Nato air strikes rock Tripoli
Powerful explosions rocked Tripoli yesterday as Nato unleashed its heaviest blitz yet of the capital, while France and Britain piled pressure on Muammar Gaddafi by bringing helicopters into the Libya fray.
Top United States official Jeffrey Feltman said meanwhile that Libya's rebels are to open a representative office in the US and that Washington sees them as "credible and legitimate representatives of the Libyan people."
Libyan government spokesman Mussa Ibrahim told reporters that at least three people died and 150 were wounded in the air strikes, which he said targeted a deserted military barracks but which instead hit civilians living nearby.
An AFP journalist said the raids lasting more than half an hour began at around 1:00am when powerful blasts were heard in the sector around Gaddafi's Bab al-Aziziya residence.
More than 15 strong blasts were heard in the neighbourhood, with the sound of warplanes roaring overhead.
Nato rejected the claim that the strikes had targeted a barracks and said in fact a vehicle storage facility had been struck.
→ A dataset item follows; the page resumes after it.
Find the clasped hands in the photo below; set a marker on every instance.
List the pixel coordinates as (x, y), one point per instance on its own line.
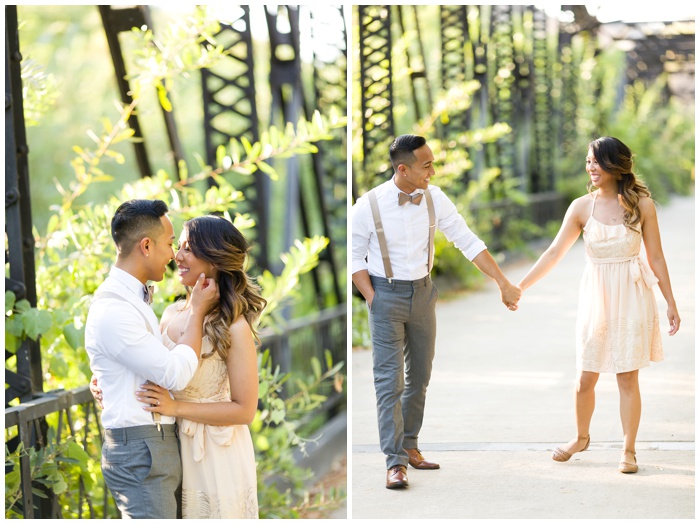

In another boost to forces fighting to oust the Libyan strongman, France said it would provide attack helicopters for Nao's air campaign along with Britain, and the EU widened sanctions against Gaddafi's forces.
The helicopters, a weapon that has yet to be used by Nato in Libya, will help the Western alliance strike regime military assets hidden in urban areas while avoiding civilian casualties, French ministers said.
On Monday, Washington urged Gaddafi to leave Libya as Feltman, the US Assistant Secretary of State for Near Eastern Affairs, held talks in the rebel capital Benghazi.
Feltman told a media conference in Benghazi yesterday that the rebels' National Transitional Council had been invited to open an office in Washington.
On the issue of calls for US recognition of the NTC as the "sole legitimate interlocutor" of Libyans, Feltman noted the council was in fact already the only representative of the country in Washington.
Britain, France, Gambia, Italy and Qatar have already recognised the rebel council as their sole interlocutor in Libya.
On Monday, the European Union's foreign policy chief, Catherine Ashton, opened an EU office in Benghazi and declared the 27-member bloc's "long-term support" to the rebels.
On the ground, there was little movement in the battle lines.
Rebel military spokesman Ahmed Omar Bani said the frontline between the rebel-held east and the mainly government-held west remained between the strategic crossroads town of Ajdabiya and the oil refinery town of Brega.